Hillenbrand’s book chronicles the life of Zamperini—his early years as an unrepentant teenage ratbag; his time as a track star and as a young lieutenant serving in the Pacific; his imprisonment and torture at a Japanese POW camp; and how he emerged victorious from it all. The man was so inspiring that late last year, actress and director Angelina Jolie made a movie on Zamperini’s life. The Billy Graham Evangelistic Association filmed a video on Zamperini’s testimony of how God found him in a hot, stuffy tent, at one of Billy Graham’s evangelistic meetings that he had reluctantly agreed to attend with wife Cynthia.
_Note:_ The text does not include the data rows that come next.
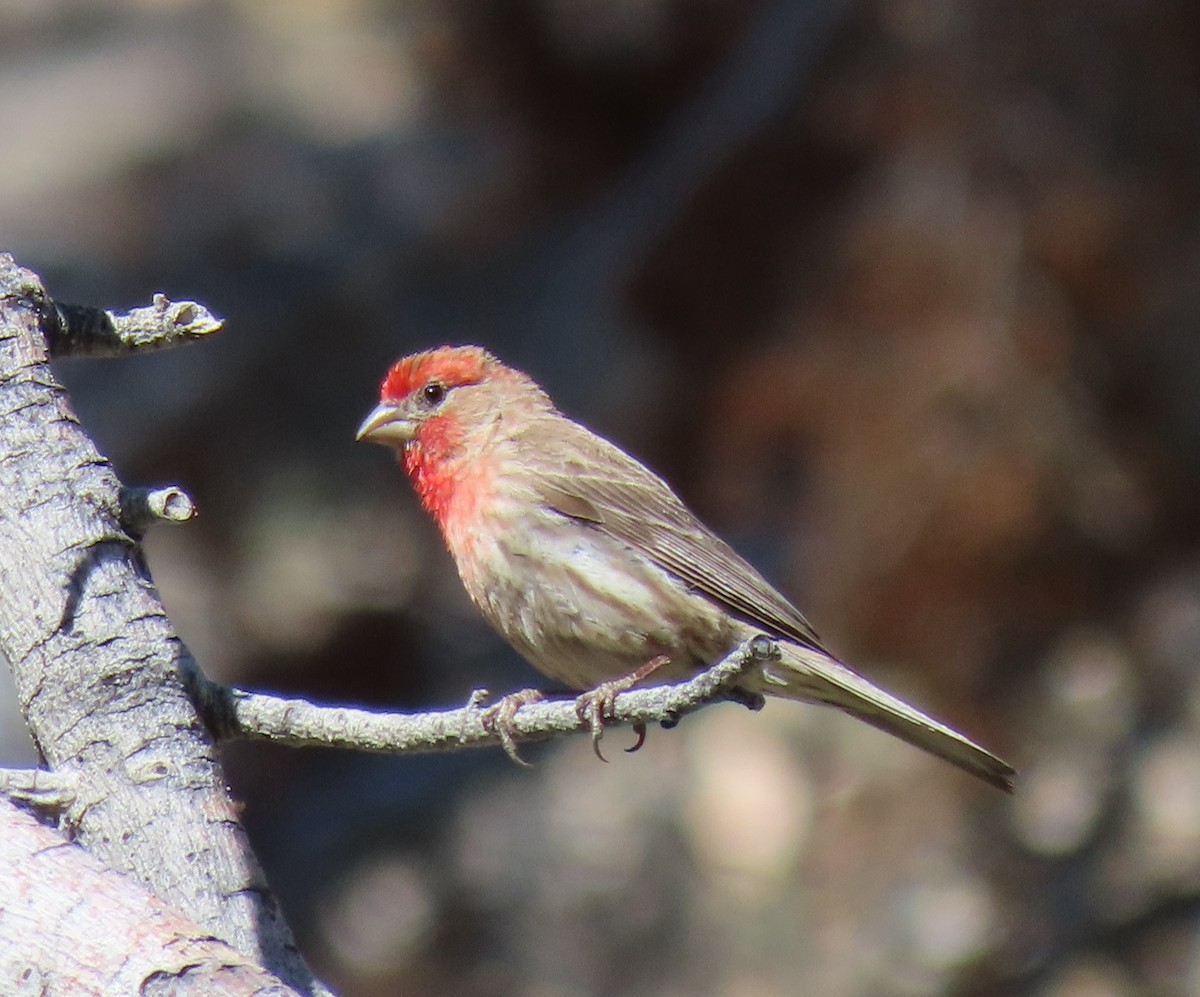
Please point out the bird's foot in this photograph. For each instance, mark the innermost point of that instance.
(598, 704)
(498, 720)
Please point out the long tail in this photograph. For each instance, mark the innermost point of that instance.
(803, 673)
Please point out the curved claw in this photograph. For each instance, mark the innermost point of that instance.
(498, 720)
(601, 702)
(591, 707)
(640, 730)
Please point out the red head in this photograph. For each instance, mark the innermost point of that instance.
(445, 410)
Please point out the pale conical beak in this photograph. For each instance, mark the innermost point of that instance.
(385, 425)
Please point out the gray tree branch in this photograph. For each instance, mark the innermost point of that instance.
(101, 676)
(235, 713)
(126, 724)
(53, 896)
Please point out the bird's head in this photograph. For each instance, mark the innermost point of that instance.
(433, 403)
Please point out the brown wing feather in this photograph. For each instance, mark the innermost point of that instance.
(586, 478)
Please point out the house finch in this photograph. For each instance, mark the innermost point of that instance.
(589, 565)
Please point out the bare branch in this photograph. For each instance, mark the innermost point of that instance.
(234, 713)
(40, 787)
(85, 331)
(100, 673)
(141, 508)
(53, 898)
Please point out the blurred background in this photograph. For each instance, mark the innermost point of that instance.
(900, 294)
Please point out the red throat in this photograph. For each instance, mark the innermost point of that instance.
(450, 488)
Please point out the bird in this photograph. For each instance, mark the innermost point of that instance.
(591, 566)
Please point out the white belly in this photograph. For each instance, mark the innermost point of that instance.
(583, 608)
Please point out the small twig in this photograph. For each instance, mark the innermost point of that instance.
(85, 331)
(141, 508)
(234, 713)
(40, 787)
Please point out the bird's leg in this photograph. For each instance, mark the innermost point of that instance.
(598, 704)
(498, 719)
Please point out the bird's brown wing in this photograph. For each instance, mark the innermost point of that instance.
(588, 479)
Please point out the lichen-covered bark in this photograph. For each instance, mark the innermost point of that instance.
(69, 925)
(101, 676)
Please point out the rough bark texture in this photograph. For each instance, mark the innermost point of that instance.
(101, 676)
(54, 896)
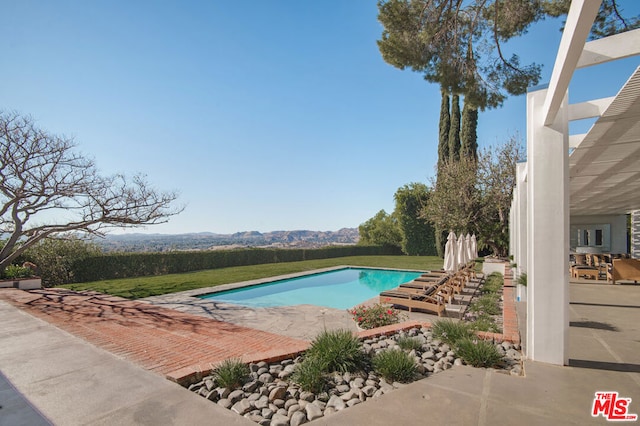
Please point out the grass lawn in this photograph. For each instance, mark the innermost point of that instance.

What a man!
It is easy to skip through Zamperini’s brokenness, gloss over all the hardships he endured—the endless torture under enemy hands, his dreams haunted by former Japanese camp commander Mutsuhiro Watanabe, also known as Bird—skim through his gambling and alcohol addictions, and just focus on Zamperini the hero. Zamperini, the redeemed man who sought out his Japanese captors and forgave them. Zamperini, who went on to establish a camp for wayward teenagers. Yes, we all love Zamperini the hero.
But what I loved most about Zamperini’s story was how Jesus met him at his lowest—when he was a broken mess, a nothing, an alcoholic about to lose his marriage—but still used him. Zamperini was a big fat zero, but Jesus turned him into a hero.
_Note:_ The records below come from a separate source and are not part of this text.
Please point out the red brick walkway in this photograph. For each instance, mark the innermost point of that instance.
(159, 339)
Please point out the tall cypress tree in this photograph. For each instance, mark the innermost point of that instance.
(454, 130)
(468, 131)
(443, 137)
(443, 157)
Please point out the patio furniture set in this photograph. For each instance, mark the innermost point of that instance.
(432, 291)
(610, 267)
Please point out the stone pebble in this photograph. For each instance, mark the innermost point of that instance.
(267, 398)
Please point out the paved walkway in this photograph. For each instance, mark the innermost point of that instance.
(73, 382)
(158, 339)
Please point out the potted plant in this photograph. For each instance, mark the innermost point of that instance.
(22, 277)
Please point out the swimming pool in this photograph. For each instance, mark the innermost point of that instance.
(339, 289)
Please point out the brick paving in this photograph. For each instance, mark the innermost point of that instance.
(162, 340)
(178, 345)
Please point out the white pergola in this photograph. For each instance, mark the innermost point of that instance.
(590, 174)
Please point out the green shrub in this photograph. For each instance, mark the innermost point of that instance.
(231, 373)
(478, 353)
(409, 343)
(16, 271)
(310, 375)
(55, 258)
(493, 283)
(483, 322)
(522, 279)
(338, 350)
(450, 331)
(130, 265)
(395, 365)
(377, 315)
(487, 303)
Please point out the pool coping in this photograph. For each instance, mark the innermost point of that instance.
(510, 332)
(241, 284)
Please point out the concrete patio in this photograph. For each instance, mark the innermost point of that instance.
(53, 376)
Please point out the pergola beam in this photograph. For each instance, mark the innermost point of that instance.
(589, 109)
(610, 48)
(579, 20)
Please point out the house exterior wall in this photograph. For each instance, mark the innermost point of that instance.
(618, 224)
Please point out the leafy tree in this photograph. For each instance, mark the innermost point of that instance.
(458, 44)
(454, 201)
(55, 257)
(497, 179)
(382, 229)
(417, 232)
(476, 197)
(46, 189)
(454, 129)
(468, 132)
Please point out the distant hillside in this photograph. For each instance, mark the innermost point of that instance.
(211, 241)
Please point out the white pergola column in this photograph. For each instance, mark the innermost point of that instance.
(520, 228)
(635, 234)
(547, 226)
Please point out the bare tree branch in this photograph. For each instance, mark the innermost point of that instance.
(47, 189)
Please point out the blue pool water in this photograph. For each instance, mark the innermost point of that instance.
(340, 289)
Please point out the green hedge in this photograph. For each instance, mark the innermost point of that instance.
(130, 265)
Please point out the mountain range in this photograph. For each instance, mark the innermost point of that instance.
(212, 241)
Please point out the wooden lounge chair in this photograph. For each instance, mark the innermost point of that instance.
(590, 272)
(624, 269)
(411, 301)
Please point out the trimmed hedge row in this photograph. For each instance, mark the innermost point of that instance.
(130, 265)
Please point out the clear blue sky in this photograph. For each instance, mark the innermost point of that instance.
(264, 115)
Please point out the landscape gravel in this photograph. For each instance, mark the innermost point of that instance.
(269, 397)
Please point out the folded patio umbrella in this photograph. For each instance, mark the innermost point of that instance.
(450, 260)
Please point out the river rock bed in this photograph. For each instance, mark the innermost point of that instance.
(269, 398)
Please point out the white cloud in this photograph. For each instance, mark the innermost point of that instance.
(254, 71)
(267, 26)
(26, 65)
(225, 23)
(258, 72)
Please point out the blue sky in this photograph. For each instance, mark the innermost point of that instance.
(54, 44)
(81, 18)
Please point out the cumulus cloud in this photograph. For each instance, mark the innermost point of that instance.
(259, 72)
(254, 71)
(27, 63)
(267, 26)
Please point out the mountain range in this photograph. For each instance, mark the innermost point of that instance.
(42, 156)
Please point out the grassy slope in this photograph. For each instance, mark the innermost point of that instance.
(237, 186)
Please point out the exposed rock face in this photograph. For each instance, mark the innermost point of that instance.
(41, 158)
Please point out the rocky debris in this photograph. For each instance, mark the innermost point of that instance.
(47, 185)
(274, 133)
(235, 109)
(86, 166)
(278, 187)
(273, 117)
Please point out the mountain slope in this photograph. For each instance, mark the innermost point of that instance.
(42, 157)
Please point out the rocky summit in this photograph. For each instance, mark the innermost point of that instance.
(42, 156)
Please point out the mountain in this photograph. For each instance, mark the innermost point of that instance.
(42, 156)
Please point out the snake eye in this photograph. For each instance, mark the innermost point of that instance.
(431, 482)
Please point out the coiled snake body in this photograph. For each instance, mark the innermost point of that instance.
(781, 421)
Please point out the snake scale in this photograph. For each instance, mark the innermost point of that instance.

Heroes are moulded in the most fiery and trying of circumstances. They possess the fortitude to press on despite overwhelming challenges, and are admired for it.
Instrumental to Zamperini’s conversion was Graham, who probably felt like anything but a successful evangelist when he spent the first few weeks preaching to a half-empty tent. In Unbroken, Graham is described as having preached “for many hours a day, seven days a week, he preached to vast throngs . . . Graham’s weight was dropping, and dark semicircles shadowed his eyes”. Yet he pushed on, because the “success of it made him sure that Providence had other wishes”. The result? Zamperini was one of the many whose lives he touched.
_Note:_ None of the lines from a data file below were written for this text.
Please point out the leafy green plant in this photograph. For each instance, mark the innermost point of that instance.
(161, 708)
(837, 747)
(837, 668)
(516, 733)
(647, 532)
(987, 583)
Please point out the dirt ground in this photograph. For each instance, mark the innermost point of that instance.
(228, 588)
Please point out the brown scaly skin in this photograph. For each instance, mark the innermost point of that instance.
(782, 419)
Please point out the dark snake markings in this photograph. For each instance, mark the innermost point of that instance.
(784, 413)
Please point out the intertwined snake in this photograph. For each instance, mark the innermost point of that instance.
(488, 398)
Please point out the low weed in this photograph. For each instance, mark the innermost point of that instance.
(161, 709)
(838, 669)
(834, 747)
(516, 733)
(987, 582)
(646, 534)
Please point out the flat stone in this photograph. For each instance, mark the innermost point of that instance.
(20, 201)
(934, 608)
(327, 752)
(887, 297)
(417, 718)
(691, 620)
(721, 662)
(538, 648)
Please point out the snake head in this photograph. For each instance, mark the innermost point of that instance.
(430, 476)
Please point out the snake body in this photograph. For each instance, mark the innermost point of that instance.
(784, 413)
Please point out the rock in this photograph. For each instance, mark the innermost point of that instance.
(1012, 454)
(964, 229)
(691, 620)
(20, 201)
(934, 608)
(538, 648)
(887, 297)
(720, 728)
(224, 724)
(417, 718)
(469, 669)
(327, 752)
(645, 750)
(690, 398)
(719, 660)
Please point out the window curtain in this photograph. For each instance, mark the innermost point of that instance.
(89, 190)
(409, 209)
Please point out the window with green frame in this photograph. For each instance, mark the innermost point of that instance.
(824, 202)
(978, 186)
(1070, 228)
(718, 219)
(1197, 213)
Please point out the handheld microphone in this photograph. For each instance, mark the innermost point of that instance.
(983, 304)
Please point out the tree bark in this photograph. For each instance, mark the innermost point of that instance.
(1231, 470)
Every hero has a story. And God has an impressive, unbroken record of turning nobodies into Very Important People. The Bible is full of heroes who started out as nobodies. David was a humble shepherd, Gideon was found hiding in a winepress, and Joseph was sold into slavery.
Maybe your life is hardly looking like that of a superhero. Instead of living in a mansion with a dedicated butler and cruising in a Batmobile, you’re in a cramped one-bedroom apartment, with a bank balance that has seen better days, and overwhelmed by the idea of life. Hardly hero material.
But just like the Zamperinis and the Grahams and the Bible greats, you have God. Life can be difficult, but He can make you victorious, more than a conqueror, an overcomer. You’re precious, you’re redeemed, and you’re loved by Him.
Because of God, you can achieve beyond your wildest imagination. Give your life to Him, and trust and obey His word. Be the hero that God wants you to be.